In academia, an invisible line often separates the artists from the scientists. This spring, two Texas Tech professors got rid of that divide, bringing together graduate students from the College of Agricultural Sciences & Natural Resources and J.T. & Margaret Talkington College of Visual & Performing Arts in a collaborative course focusing on the art and science of ecological restoration.
Robert Cox, an associate professor of habitat restoration ecology, and David Lindsay, an associate professor of studio art, led a class of two students from the Department of Natural Resources Management and three students from the School of Art.
"As a scientist, I've thought for some time that science is really a creative endeavor in many ways," Cox said. "In restoration ecology, you're taking a damaged piece of land and trying to restore it to a former status.

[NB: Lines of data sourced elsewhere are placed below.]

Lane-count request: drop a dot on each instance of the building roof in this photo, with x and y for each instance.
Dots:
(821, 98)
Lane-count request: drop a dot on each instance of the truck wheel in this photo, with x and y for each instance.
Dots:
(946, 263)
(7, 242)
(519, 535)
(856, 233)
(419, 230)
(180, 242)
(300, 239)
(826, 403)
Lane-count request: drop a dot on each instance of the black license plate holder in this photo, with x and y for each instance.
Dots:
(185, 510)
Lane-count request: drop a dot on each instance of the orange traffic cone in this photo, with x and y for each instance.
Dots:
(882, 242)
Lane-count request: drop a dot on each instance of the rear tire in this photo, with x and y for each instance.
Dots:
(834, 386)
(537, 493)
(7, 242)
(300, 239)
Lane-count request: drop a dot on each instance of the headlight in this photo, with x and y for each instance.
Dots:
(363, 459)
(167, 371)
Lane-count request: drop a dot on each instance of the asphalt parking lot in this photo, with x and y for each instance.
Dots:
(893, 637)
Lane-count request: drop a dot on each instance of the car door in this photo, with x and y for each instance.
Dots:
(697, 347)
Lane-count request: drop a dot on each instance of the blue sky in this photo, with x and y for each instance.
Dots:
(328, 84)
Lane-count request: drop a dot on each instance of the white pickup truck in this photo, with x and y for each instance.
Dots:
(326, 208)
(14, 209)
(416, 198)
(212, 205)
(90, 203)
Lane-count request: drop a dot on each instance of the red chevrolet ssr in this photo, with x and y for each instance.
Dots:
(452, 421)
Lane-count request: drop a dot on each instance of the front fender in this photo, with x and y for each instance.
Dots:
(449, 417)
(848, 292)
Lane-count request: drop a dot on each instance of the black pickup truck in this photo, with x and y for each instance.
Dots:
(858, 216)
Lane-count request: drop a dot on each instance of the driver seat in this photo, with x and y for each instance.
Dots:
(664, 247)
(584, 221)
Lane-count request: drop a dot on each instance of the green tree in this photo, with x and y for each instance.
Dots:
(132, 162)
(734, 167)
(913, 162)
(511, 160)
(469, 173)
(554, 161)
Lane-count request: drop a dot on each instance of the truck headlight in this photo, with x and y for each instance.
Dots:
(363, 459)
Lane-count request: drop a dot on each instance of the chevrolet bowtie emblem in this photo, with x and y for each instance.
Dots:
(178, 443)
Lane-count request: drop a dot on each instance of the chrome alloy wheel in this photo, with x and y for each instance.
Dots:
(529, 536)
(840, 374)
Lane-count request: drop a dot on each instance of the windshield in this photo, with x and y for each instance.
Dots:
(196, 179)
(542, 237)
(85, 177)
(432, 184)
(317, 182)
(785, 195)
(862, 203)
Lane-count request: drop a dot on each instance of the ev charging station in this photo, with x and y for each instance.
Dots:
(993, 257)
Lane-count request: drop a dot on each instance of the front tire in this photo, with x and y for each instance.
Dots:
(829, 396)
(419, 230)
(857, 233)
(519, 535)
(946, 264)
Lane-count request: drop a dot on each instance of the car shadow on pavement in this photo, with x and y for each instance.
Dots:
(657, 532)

This is a creative act: you're designing in regard to which species you want to occur there, how the land will form and ecological functions. It's not often described as an artistic or creative endeavor, but it is, and if you think of it that way, it broadens the horizons of what you can do from the scientific standpoint."
Throughout the semester, students participated in interdisciplinary discussions and critiques, using science and art to draft a restoration plan for Lubbock's Mae Simmons Park, located at East 24th Street and Martin Luther King Boulevard. Their efforts earned them a spot in Leonardo's Kitchen, the Museum of Texas Tech's rotating gallery that displays projects that bring together art, research and scholarship.
The exhibit, "The Art and Science of Restoration Ecology," will be on display until
Sept. 25 and includes artistic interpretation and reactions to the site and scientific
data gathered and interpreted by the students. Though the course has only been around
for one semester, both professors said this first group of students laid the groundwork
for what eventually could be an ongoing project between Texas Tech and the local community.
In preparation for class discussions, the students were assigned readings in ecology and art comparing and contrasting issues in both fields. Visits to the park followed the discussions, allowing the students not only to observe how the area changed over the course of the semester, but to also incorporate aspects of the site into their own research as they began working on their restoration plan. The visits also allowed students to collaboratively evaluate the areas that needed the most attention, like restoring the native indigenous species to beautify and diversify the area's ecology.
"We each got to see our own fields of study from another point of view," said Matthew Jackson, a natural resources management graduate student. "Through my eyes as an ecologist, I see the landscape as a mixture of plants and wildlife habitat. Artists see the landscape more as a collection of patterns and anomalies that stand out from the rest. Both work toward a common goal in a sense. They want to discover what the world is and share what they find."
The interdisciplinary aspect of the course was a favorite of Garret Langlois, a doctoral candidate in the Department of Natural Resources Management and one of the course instructors for the department's most widely enrolled course, Introduction to Natural Resources Management.
"I spend nearly all my professional time among scientists, who certainly have a useful and rigorous world view," Langlois said. "However, it's both humbling and reinvigorating to be reminded that science isn't the only approach humanity takes to perceive and experience existence."